Taking inspiration from the world of the theatrical, artists Rosie Emerson and Nina Fowler both create work focused around desire and beauty.

 Emerson’s figures draw reference from female archetypes old and new, from Artemis to the modern day super model. In using a variety of different processes, such as props, dramatic lighting, costume and collage, Emerson is able to create ethereal and enchanting images. Removing her subjects from the every-day world she elevates them to a goddess-like status. Staged without context or background, her heroines are objectified and adorned, representative of a constructed reality, imagined and manipulated by Emerson herself. Through her unique methods, Emerson shifts the preconceived replicating nature of the traditional screen printing method. Natural materials such as ash, sawdust and charcoal combine with collage and photography to make each piece of work highly original.
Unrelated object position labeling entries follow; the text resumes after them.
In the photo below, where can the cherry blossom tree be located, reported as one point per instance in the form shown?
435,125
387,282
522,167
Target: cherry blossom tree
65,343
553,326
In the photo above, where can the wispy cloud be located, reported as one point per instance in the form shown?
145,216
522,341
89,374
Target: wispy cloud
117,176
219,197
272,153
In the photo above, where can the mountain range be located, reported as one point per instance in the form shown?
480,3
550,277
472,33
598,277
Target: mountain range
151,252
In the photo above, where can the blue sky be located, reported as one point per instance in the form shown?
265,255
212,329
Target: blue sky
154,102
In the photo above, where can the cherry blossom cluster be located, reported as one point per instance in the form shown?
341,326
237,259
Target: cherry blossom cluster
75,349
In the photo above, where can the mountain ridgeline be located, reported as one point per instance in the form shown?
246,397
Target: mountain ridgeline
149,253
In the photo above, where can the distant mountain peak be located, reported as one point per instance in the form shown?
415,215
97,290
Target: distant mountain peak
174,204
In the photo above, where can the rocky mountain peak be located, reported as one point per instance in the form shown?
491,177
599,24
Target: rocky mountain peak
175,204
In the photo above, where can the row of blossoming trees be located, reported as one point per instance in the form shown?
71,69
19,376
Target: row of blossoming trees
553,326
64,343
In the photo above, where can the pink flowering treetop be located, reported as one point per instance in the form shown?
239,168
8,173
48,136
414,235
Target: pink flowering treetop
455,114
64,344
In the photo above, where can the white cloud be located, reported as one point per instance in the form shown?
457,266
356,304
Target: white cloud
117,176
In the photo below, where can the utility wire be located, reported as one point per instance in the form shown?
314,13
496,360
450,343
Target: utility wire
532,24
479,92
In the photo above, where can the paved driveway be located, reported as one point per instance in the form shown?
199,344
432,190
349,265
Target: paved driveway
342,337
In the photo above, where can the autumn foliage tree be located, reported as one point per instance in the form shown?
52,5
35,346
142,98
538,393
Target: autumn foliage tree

Nominated for the BP Portrait Award in 2008 and shortlisted for the Jerwood Drawing Prize in 2010, Fowler’s energized drawings have a tactile quality that not only celebrates her meticulous draftsmanship but also pays homage to the characters in the effigies. Focusing on the lesser known actresses of Hollywood’s Golden Age, but removed from their celluloid backdrops, Fowler’s female characters become suspended in time, immortalised in fractured moments. Sitting alongside their 2D counterparts, the sculptures in the exhibition meticulously depict their sirens. Alluding again to the theatrical, Fowlers bozzetti are perfect from a fixed viewing position only, fully modelled from one side they evoke the singularly important façade of the big screen.

All of Fowler’s artworks in the exhibition disclose glimpses of a dark reality behind the perfectly represented façades she presents. Frozen grimaces on women suspended in a brawl, silent sadness etched onto the portraits of her starlets and statues melting back into the material from which they are formed. Submerging the viewer in a world of fantasy, Emerson’s statuesque, mythical beings offer a convincing suspension of disbelief while Fowler’s intricate, expressive drawings depict a moment delicately suspended and severed from all context. The artworks are reminiscent of theatre stage sets immersing the viewer in an alternate reality, unaware of the complexities behind the constructed façade.